Si muta così la natura della Associazione che si avvia su un percorso che la vede disponibile ad avvicinarsi ad offerte di lavoro, magari con appalti all’osso, che una pubblica amministrazione, condizionata dai tagli e dalle male interpretate normative europee, mette sul mercato, e che dimentica la regola principale delle associazioni volontarie: prima le persone con la loro disponibilità a fare, prima! con o senza il rimborso per le attività svolte.
I rischi ormai sono realtà: associazioni con commissariamenti, cig, riduzioni di personale, chiusure di rami d’impresa, uso di forme di lavoro marginali e precarie. Ma cosa più importante, perdita della risorsa umana donata, che il vero capitale del Volontariato che non ha bisogno della domanda e dell’offerta, come è naturale per l’impresa, sociale o profit, ma prioritariamnte e inderogabilmente del Volontario e del dono del suo tempo e della sua intelligenza. Tanto di più con l’attuale scarsità di risorse economiche.
Ho detto all’inizio della sponda europea per accreditare anche in quella sede la peculiare realtà del Volontariato, in particolare quello toscano.
Vorrei concludere questa sintetica relazione con una proposta per non disperdere la nostra esperienza, per consolidarla e per raccogliere da essa ciò che può dare nella crescita del capitale sociale e, in tanti casi, nella risoluzione di grandi problemi sociali tanto da indurre in alcuni osservatori esterni l’idea di valutarne anche il valore economico.
Occorre riconsiderare, a partire dalla legge 266/91, il quadro normativo e fiscale in cui si muove il Volontariato; marcare con chiarezza i caratteri di riconoscibilità del Volontariato organizzato, aggiornando i contenuti delle norme, adeguando il codice civile, senza nessuna indulgenza nell’interdizione alle improprie aspirazioni all’impresa. Il Volontariato può dare vita ad imprese, sociali, cooperative, profit; ma fuori se, nel mercato, con le regole del mercato.

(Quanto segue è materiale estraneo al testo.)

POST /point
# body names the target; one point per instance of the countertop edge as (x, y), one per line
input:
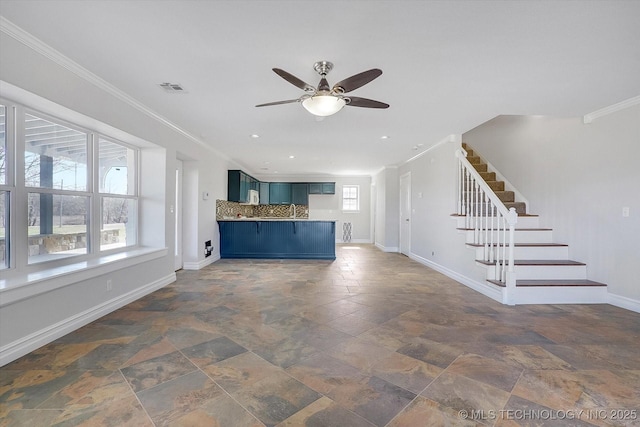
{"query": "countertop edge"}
(275, 220)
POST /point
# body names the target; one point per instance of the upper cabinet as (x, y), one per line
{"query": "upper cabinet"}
(274, 193)
(299, 193)
(279, 193)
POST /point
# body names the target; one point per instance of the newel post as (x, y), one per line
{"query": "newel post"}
(512, 220)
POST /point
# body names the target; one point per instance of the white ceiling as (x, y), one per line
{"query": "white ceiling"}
(448, 67)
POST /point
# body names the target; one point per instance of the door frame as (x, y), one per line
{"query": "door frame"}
(178, 262)
(405, 200)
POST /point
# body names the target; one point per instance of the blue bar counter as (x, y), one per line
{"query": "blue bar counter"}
(277, 238)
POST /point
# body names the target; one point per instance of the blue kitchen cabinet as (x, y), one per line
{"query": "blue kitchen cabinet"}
(282, 239)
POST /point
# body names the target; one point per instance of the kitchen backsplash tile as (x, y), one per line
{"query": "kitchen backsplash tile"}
(228, 210)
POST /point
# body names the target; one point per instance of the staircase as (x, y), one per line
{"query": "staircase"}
(543, 272)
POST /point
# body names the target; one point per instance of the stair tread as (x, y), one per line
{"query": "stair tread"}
(550, 282)
(516, 229)
(558, 282)
(519, 215)
(537, 262)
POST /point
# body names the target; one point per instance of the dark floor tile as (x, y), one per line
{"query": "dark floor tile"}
(323, 337)
(431, 352)
(30, 388)
(406, 372)
(176, 398)
(374, 399)
(213, 351)
(489, 371)
(275, 398)
(240, 371)
(325, 413)
(463, 394)
(286, 352)
(427, 413)
(519, 411)
(152, 372)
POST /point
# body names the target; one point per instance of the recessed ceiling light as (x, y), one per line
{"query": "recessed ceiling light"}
(172, 87)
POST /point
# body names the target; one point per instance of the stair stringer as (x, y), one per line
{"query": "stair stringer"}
(529, 232)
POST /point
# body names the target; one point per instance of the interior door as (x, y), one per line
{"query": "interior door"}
(178, 217)
(405, 214)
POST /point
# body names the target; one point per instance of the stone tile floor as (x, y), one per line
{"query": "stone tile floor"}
(372, 339)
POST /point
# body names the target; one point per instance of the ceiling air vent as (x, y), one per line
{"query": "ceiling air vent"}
(172, 88)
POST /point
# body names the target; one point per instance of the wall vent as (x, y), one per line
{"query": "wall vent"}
(172, 87)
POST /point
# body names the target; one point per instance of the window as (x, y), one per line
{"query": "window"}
(116, 170)
(4, 191)
(350, 198)
(4, 226)
(77, 194)
(55, 169)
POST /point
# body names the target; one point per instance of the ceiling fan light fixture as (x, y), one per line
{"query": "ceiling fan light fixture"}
(323, 105)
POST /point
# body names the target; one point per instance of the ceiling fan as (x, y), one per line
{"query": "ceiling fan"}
(325, 100)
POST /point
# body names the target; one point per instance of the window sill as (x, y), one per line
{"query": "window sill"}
(28, 285)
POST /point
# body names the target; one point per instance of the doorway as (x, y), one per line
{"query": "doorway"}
(405, 214)
(178, 262)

Sono poi da rivedere molti degli strumenti per il riconoscimento delle Associazioni prevedendo insieme alla strumentazione di controllo per evitare gli abusi, la nascita, con più cogenza e poteri, di strumenti di rappresentanza autonoma e di presenza nelle sedi della vita democratica della collettività, negli organi di gestione sociale dei servizi e nelle sedi di indirizzo nell’uso dei beni della comunità. Ad esempio a Siena la Fondazione.

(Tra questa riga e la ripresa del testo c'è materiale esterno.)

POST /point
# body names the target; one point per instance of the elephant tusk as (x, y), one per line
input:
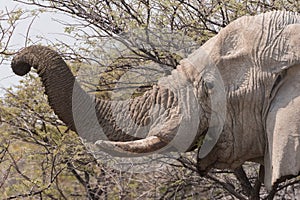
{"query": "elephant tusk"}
(131, 148)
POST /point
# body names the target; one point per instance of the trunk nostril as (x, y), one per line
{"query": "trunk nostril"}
(20, 68)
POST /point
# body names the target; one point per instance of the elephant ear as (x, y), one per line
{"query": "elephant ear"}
(267, 43)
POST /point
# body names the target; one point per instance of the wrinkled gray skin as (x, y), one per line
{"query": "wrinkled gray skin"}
(259, 62)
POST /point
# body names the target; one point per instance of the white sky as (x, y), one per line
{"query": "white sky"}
(44, 25)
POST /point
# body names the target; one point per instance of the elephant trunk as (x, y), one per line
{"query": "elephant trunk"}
(57, 78)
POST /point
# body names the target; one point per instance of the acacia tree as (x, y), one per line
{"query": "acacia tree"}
(50, 161)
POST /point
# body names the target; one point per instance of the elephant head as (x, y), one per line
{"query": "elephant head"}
(141, 125)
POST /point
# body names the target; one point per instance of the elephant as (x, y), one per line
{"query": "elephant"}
(241, 87)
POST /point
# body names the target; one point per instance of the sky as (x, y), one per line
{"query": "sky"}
(44, 25)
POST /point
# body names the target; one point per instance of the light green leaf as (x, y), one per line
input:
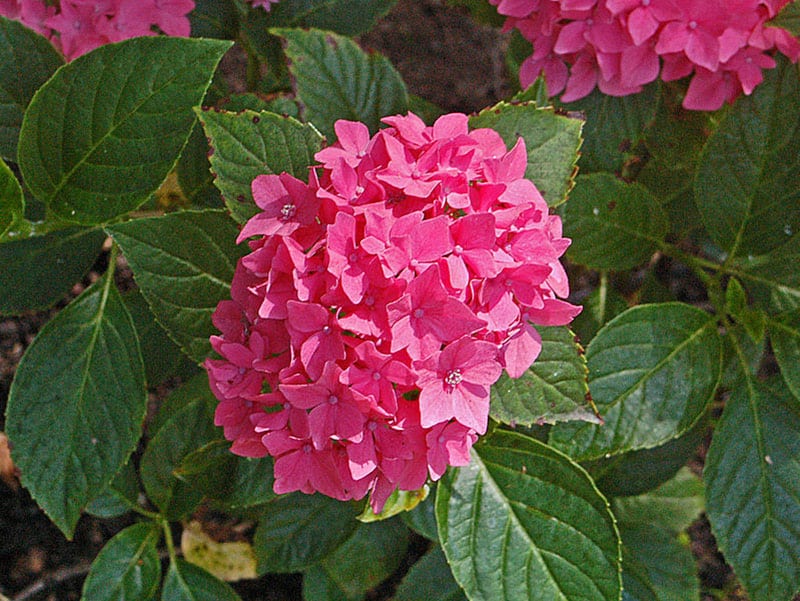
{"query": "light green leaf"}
(183, 263)
(784, 334)
(335, 79)
(249, 144)
(39, 270)
(12, 203)
(614, 125)
(752, 475)
(297, 531)
(27, 60)
(552, 141)
(430, 579)
(102, 134)
(552, 390)
(127, 568)
(187, 582)
(746, 184)
(347, 17)
(613, 225)
(94, 384)
(522, 521)
(666, 565)
(368, 557)
(189, 429)
(652, 371)
(673, 505)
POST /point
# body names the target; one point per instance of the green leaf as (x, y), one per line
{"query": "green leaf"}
(184, 264)
(297, 531)
(94, 379)
(552, 390)
(668, 566)
(788, 18)
(637, 472)
(522, 521)
(652, 371)
(40, 270)
(552, 141)
(430, 579)
(335, 79)
(27, 60)
(673, 505)
(784, 334)
(422, 519)
(187, 582)
(127, 568)
(189, 429)
(752, 475)
(746, 184)
(600, 307)
(102, 134)
(249, 144)
(613, 225)
(614, 124)
(118, 497)
(12, 203)
(368, 557)
(163, 359)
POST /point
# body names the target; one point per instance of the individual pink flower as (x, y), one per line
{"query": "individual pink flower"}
(381, 301)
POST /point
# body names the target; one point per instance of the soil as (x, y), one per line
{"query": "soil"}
(444, 57)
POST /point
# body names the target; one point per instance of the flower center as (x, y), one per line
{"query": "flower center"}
(288, 211)
(453, 377)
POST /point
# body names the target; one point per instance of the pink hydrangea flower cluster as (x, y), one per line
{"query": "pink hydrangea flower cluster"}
(78, 26)
(379, 303)
(621, 45)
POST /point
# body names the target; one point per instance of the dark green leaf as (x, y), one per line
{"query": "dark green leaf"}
(118, 497)
(297, 531)
(102, 134)
(613, 225)
(189, 429)
(552, 390)
(668, 566)
(784, 334)
(27, 60)
(348, 17)
(368, 557)
(746, 184)
(85, 369)
(752, 475)
(248, 144)
(522, 521)
(552, 141)
(614, 124)
(127, 568)
(673, 505)
(335, 79)
(430, 579)
(636, 472)
(183, 263)
(12, 203)
(652, 371)
(162, 357)
(39, 270)
(187, 582)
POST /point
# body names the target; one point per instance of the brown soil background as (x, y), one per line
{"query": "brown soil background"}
(444, 57)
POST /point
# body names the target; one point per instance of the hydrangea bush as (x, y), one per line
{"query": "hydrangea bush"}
(505, 334)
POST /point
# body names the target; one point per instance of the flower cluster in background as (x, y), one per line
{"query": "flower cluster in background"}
(379, 303)
(78, 26)
(621, 45)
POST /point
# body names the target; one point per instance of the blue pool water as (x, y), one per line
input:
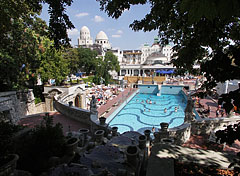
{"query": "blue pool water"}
(138, 115)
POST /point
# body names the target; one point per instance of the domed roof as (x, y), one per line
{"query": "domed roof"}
(84, 29)
(101, 36)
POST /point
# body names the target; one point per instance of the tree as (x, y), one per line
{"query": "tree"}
(104, 66)
(53, 64)
(14, 10)
(20, 55)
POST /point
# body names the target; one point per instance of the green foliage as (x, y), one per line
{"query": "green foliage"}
(53, 64)
(7, 130)
(34, 150)
(14, 10)
(37, 100)
(19, 55)
(103, 66)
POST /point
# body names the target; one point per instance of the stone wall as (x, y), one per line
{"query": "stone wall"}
(206, 126)
(78, 114)
(10, 108)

In pari tempo si debbono introdurre nuovi e più adeguati strumenti per la riconoscenza del valore sociale dell’azione e della prestazione di lavoro volontario. Penso non solo a favore dell’Associazione (normativa fiscale e/o semplificazione amministartiva), ma anche a favore del Volontario (crediti formativi, orari e turni adeguati alla realizzazione democratica della vita associativa, valutazione nei percorsi di carriera). Una normativa di sostegno della attività di “cura sociale”.
Fra pochi mesi voteremo per il Governo dell’Italia e di Siena; in generale in primavera a livello locale spero prima; mi piacerebbe, in tempo di crisi, leggere sui programmi dei Partiti e dei Candidati, che i continuo a scrivere con lettera maiscola, come la V di Volontario, qualche cosa della Politica delle TRE ERRE, riconoscibiltà, riconoscimento, riconoscenza. Qualche cosa in più del semplice e dovuto grazie.
Mi piacerebbe ancora di più se attorno a questa Politica, o ad altre se più condivise, il Volontariato trovasse la forza e la gioia di battere un colpo, recuperando la coscienza di se, del suo essere organismo fondamentale della vita sociale della comunità come noi cittadini, con una storia e una esperienza vissuta per generazioni, vogliamo che sia e solo per questa volontà autonoma e responsabile, almeno in parte sarà.
Un sogno? Forse. Ma senza sogni non si vive e sopratutto non si va avanti.
La Pubblica è in parte un sogno che tutti i giorni si cerca, tutti insieme, di coniugare con la realtà, di far diventare realtà; sempre soddisfatti e divertiti, di più quando ci riusciamo.
Grazie della vostra pazienza e buon lavoro.